所得税は毎月の所得から天引きにされていますが、所得控除を考慮されていません。
扶養控除等がある場合は、所得税を多く支払うことになります。
所得税を払いすぎた場合、年末調整により戻ってきます。
Q.同じ基本給で手取り収入に差が生じる理由は?
A.基本給が同じであっても、手取り収入に差が生じるケースがあります。
基本給以外に、手当や扶養家族の有無などが手取り収入に影響するためです。
社会保険料控除では、基本給のみならず手当も関与するので、手当が違うと控除額が異なります。
なお、住民税は前年度の課税所得が対象となるので、前年所得が手取り収入に影響します。

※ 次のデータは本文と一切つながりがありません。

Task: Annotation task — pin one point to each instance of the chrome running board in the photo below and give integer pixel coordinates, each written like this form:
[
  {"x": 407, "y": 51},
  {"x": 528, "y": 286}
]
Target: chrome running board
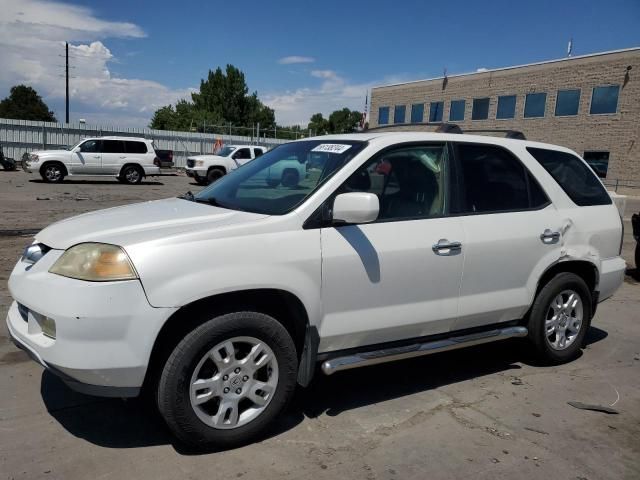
[{"x": 416, "y": 350}]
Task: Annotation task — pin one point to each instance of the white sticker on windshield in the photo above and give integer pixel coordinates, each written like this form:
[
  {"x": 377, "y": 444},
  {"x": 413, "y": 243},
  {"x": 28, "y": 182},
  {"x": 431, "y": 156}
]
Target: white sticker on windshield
[{"x": 331, "y": 148}]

基本給が同じでも、手取り収入が一致するケースは少ないでしょう。
Q.4月から6月に残業が多いと手取り収入は下がる?
A.4月から6月に残業が多く、残業代が増えると、手取り収入が下がる可能性があります。
社会保険料は、標準報酬月額をもとに決められた等級により算出されます。
社会保険料の等級は、4月から6月の給与の平均が基準となり、1年間適用される仕組みになっています。
そのため、4月から6月の給与が上がると等級が上がり、社会保険料の負担が大きくなる可能性があるのです。
ただし、社会保険料が上がり手取り年収が下がったとしても、必ずしも損とは限りません。
将来的に、年金などに還元されるケースもあります。
まとめ
額面年収は「給与の総支給額」、手取り年収は「給与の総支給額から、税金や社会保険料などを差し引いた金額」というのが重要なポイントです。
正しく年収を把握するには、額面年収と手取り年収を区別して考えることが大切です。
たとえば、転職活動をする際、記載されている給与や転職先へ伝える年収が額面年収であることを把握する必要があります。
一方、手元に残る金額を把握したい場合は、手取り年収を算出します。
なお、手取り年収を増やすには、工夫が必要です。
額面年収と手取り年収の違いなどを把握し、年収についての理解を深めましょう。